How to love video game writing as a job

Last year, I had the privilege of taking part in a series of masterclasses given by an incredibly experienced and wise director of animated films. There was one particular subject that blew my head clean off. It’s not an understatement to say that it inverted my entire conception of writing as a profession. As soon as they explained it, everything I’d been struggling with, and everything I’d been half-successfully already doing, clicked gently, decisively into place, like a cartridge in a Game Boy.

Consider that we almost all begin creative pursuits for the same reason: following a passion. We love games, so we try to make them, or we love telling stories, so we tell them. If we didn’t, we’d make more money doing something else. That creativity comes easily, because to put it simply, it’s what we want to be doing. And since passion sells, and anyone who’s passionate is inherently engaging, we get good feedback from others. We may even start to feel we have a talent, maybe good enough to get paid for it or go to uni to turn it into a career.
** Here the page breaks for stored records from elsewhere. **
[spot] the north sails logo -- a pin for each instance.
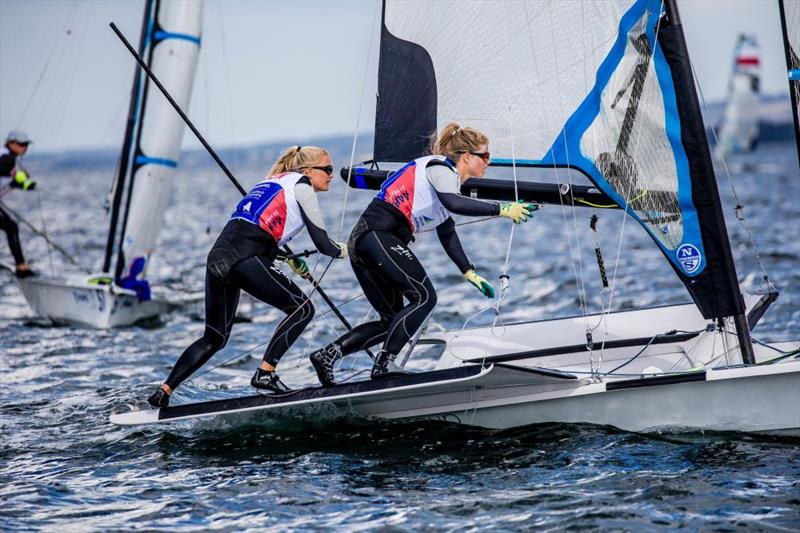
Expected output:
(402, 251)
(689, 257)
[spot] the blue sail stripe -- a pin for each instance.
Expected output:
(144, 160)
(518, 162)
(163, 35)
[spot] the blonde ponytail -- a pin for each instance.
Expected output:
(296, 158)
(453, 140)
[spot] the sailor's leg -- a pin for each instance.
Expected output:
(222, 297)
(8, 225)
(401, 269)
(259, 277)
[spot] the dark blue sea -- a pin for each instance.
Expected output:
(64, 467)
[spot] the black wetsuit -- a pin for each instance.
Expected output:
(8, 161)
(388, 271)
(242, 259)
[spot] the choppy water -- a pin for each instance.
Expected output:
(63, 466)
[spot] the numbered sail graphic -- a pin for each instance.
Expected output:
(172, 49)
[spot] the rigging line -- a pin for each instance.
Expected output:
(739, 209)
(70, 17)
(612, 291)
(242, 354)
(358, 120)
(211, 151)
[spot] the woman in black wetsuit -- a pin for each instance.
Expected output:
(423, 193)
(273, 212)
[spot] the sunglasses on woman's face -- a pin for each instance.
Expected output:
(483, 155)
(328, 169)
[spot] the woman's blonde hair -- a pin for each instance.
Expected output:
(454, 140)
(296, 158)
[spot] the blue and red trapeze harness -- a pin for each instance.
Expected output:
(271, 205)
(410, 192)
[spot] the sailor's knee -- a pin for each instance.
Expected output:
(215, 340)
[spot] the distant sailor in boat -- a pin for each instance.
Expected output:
(273, 212)
(12, 175)
(422, 194)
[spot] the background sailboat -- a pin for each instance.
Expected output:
(738, 130)
(120, 294)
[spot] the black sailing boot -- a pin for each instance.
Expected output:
(268, 380)
(323, 360)
(158, 399)
(384, 366)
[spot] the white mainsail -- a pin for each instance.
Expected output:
(174, 48)
(738, 131)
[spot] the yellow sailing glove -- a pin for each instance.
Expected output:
(298, 266)
(22, 181)
(518, 211)
(480, 282)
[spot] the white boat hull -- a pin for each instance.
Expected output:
(87, 305)
(753, 399)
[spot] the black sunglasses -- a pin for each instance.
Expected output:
(483, 155)
(328, 169)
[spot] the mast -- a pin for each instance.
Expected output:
(148, 37)
(126, 145)
(727, 295)
(793, 71)
(172, 51)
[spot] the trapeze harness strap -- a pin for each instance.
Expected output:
(6, 176)
(272, 206)
(412, 194)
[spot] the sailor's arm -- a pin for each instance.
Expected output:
(312, 216)
(441, 177)
(446, 231)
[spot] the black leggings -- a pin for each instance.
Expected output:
(388, 272)
(260, 278)
(8, 225)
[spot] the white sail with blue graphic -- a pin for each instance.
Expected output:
(738, 131)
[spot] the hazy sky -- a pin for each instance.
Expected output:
(268, 70)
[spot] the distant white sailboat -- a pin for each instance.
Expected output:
(170, 40)
(738, 129)
(617, 104)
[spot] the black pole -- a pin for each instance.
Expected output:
(702, 170)
(794, 85)
(218, 160)
(126, 146)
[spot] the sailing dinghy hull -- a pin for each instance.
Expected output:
(78, 303)
(753, 399)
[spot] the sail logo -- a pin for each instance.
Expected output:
(689, 257)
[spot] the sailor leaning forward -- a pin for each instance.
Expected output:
(422, 194)
(242, 257)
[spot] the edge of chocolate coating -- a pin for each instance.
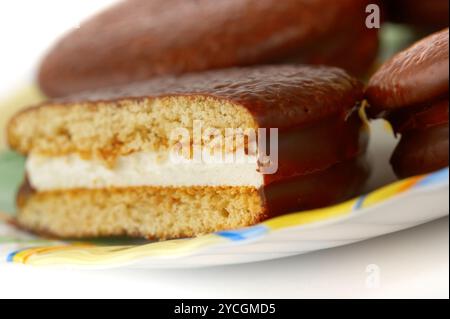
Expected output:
(413, 76)
(140, 39)
(282, 96)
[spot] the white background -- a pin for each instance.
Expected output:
(412, 263)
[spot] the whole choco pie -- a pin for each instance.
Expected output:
(140, 39)
(98, 163)
(411, 91)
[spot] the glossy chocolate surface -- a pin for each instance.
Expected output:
(424, 14)
(420, 117)
(421, 151)
(140, 39)
(316, 190)
(317, 147)
(415, 76)
(277, 96)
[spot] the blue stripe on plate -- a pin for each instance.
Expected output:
(440, 177)
(245, 233)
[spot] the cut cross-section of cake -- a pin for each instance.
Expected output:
(182, 156)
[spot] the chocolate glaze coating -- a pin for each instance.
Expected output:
(281, 97)
(412, 77)
(428, 14)
(319, 189)
(421, 151)
(411, 91)
(140, 39)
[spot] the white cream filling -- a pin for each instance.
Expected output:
(137, 169)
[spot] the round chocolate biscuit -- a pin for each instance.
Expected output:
(140, 39)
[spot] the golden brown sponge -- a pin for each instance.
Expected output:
(98, 163)
(140, 39)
When the emotions are genuine, subversion is rewarded with acclaim. Who expected The LEGO Movie’s villain to be… literally one of their main customer groups?

Trouble in paradise

But once writing becomes their vocation, many writers oddly stop writing. It’s no longer fun. Often, this is because either they don’t like the story they’re being asked to write (they don’t like the assignment or creative direction etc), or because the pressure on the quality of the work ruins the enjoyment. Either way, the passion isn’t there, the work’s lacklustre, opportunities pass them by, and they no longer enjoy writing enough to pursue it as fervently as they thought they would. I’ve been here. Most of us have, I think. Those who continue often simply grit their teeth and persist regardless. Even though they’re not enjoying it, they’re determined to make writing into work. They come up with techniques to force themselves to write when they aren’t feeling it, to overcome the blank page or the crappy assignment. They bash their head against it. But that’s not what I’m suggesting here.

A writer’s job isn’t to write. The job is to fall in love.

Forget all that other stuff about overcoming the barriers to writing. Let’s say you’re on your dream project. If you truly love what you’re working on, if you’re elated just to be involved with this project, we all know that automatically, with no struggle or discipline on your part, you’ll bring your best work, waste less time procrastinating, and be a better team member. Like when you started out on your own stories just for fun, you’ll get in the zone, loving every second of creation.

Refocus

Don’t waste energy by forcing yourself to write when you don’t want to. Use that energy to find a way to fall in love with the story you’re telling, and the rest will come. Realise when you’re not enamoured with a project, spend a short while solving that, then coast by on the good, hard work that spills out. But how to fall in love?

For every project, no matter how uninteresting we might feel it is, there exists a version that we could love and fight for. If assigned to write about gung-ho US soldiers, but you hate American imperialism, find a way to subvert it that’s true to you. Write Spec Ops: The Line. If writing a tie-in for an expensive children’s toy line, but you can’t stand the brand’s increasingly rigid and unimaginative products or their pandering to nostalgia-shackled adults, write The LEGO Movie. Of course, in real life you’d often just be told “No”, but there’s always a million ways to subvert a story into something you can love. Finding one that flies with everyone else is the hard part, but makes the work infinitely better for you and them.

Techniques

Sometimes, though, you won’t have the ability to change or subvert the story you’re telling. Either you’re already too committed, or you simply aren’t high enough up the chain. If you’re struggling to find something to love about your project, and can’t change the project itself, here are a few ways to discover what you can love about what’s already there:

1. When you don’t know what you love about the work, or what to do next, don’t be afraid of saying “I don’t know yet” to your team. That’s a good place to be, not a bad one. Then try the below.

2. Allow yourself to do the job badly. Do a deliberately wrong version of your scene just for fun. Playing and exploring without pressure will often help you find an approach you love.

3. Refresh your process. Change the working method, go from digital to physical, use different software, work in a different environment. Process shapes the work, so if you don’t love the current stuff, switch it up.

4. Refresh yourself in leisure, too. If you usually watch a movie to relax, watch opera. If you normally go for a walk, go cycling. Challenge yourself to like it. Different ideas will bubble up.

5. Keep a ‘morgue’ – for example, a random collection of every image that snatches your attention and makes you go “Ooh!”. Or keep story ideas on your phone, or a list of scenes you liked. These should persist between projects, and when your passion runs dry, you can revisit these morgues, find something you love, and insert it into the story.

Outcomes

Since the masterclasses last year, I’ve refocused my (small) potential for difficult work into just this area: falling in love with the project. And the difference has been night and day. I’m procrastinating way less. I’m getting a lot more done, and my work ethic has been energising others. The people I’m involved with are responding to me differently, and looking to me more frequently to lead the charge on whatever we’re making.

So if you find yourself stuck in a rut, unable to enjoy writing (or, really, any creative work), gritting your teeth, and forcing yourself to just put one word after the next, consider a refocus. One last time: the job is to fall in love.